Question sexe, cela fait des années que l’on en voit sur le Minitel. Là, le gouvernement ne trouve rien à redire.

Or malgré toutes ses limites, on peut dire qu’ Internet est aujourd'hui un espace global de liberté. Mais laisser aux politiques ou à un organisme « indépendant »(de qui?, de quoi?) la possibilité de décider si une information est « indécente » ou pas revient à détruire cet espace.
Si l’internaute ne veut pas de sexe, il peut installer des logiciels de filtrage. Ce filtrage se fait déjà en donnant le numéro de sa carte de crédit, sinon c’est plutôt soft.
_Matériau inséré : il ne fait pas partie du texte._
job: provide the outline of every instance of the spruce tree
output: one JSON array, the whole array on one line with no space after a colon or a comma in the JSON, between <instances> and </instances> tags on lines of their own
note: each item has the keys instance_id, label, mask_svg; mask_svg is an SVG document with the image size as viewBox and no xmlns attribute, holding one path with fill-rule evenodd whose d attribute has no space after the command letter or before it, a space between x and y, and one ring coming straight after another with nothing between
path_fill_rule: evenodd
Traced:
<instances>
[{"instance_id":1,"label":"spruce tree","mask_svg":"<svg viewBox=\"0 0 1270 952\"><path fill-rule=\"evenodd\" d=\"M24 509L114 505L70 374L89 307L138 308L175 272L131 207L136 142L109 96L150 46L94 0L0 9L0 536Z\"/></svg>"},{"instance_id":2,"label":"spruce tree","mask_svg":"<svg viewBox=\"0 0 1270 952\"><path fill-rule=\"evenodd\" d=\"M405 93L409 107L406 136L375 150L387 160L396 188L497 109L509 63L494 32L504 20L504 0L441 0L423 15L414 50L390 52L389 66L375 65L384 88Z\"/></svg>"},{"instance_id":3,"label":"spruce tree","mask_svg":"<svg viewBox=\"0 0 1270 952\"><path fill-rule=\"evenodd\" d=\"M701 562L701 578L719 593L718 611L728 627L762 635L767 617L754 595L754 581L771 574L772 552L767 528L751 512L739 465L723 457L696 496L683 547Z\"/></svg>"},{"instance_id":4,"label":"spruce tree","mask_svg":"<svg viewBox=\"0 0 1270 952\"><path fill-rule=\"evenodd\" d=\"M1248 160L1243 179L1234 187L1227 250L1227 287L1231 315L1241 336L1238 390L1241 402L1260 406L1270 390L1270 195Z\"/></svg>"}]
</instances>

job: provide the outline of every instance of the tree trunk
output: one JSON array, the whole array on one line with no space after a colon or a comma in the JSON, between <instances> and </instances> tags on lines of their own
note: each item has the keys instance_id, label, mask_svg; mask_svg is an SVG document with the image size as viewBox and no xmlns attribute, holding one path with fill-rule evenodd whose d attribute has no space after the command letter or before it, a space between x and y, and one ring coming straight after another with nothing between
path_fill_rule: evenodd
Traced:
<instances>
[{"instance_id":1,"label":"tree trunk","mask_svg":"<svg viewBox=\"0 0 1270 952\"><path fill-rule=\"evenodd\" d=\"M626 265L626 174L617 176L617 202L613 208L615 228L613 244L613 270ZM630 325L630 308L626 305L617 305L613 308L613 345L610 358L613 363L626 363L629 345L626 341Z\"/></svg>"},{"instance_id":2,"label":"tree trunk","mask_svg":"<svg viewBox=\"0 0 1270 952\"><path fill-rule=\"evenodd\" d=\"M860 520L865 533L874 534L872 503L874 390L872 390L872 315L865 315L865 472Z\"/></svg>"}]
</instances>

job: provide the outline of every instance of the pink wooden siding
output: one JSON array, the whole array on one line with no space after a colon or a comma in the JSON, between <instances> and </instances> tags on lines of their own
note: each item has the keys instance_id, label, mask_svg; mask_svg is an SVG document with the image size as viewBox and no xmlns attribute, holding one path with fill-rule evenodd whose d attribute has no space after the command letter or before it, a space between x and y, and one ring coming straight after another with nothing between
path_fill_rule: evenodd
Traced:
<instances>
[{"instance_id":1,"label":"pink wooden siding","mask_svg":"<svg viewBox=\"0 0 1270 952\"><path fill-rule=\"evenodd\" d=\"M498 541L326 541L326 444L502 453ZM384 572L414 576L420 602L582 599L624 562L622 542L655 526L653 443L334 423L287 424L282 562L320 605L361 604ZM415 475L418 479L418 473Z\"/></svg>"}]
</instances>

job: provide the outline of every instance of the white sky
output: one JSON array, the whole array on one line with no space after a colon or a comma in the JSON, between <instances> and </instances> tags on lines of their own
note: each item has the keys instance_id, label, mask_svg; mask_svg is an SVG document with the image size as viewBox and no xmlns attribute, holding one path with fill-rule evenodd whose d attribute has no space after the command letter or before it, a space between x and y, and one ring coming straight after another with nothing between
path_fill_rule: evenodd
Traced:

Un autre problème aussi important surgira sur le web ; c’est l’envahissement de la publicité. Des publicitaires s’y préparent déjà ; ainsi selon les Chroniques de Cyberie du 3 octobre 1997 « certains publicitaires veulent rémunérer les diffuseurs de contenus sur le Web proportionnellement au ratio de consultation (click-throughs) généré par un bandeau (par opposition au simple nombre de fois que le bandeau est vu sur une page, c'est-à-dire l'impression, (...)De plus, en raison de la nature interactive du médium, une publicité sur le Web est plus susceptible d'être remarquée qu'un message publicitaire à la télévision. »
Souvenez-vous de la libéralisation des ondes en 1981 en France. Cela n’a guère duré longtemps. Cette liberté s’est terminée lorsque la publicité a été autorisée. Des fréquences ont été rachetées par des réseaux. Ces radios « libres » devenus « privés » sont devenus aussi insipides que les radios commerciales.

On fait tout pour mettre un frein au développement de l'Internet. En tout cas, quoi qu’il arrive de plus en plus de personnes s'y connecteront. Que des petits sites rivalisent avec les plus gros est déjà une victoire en soi!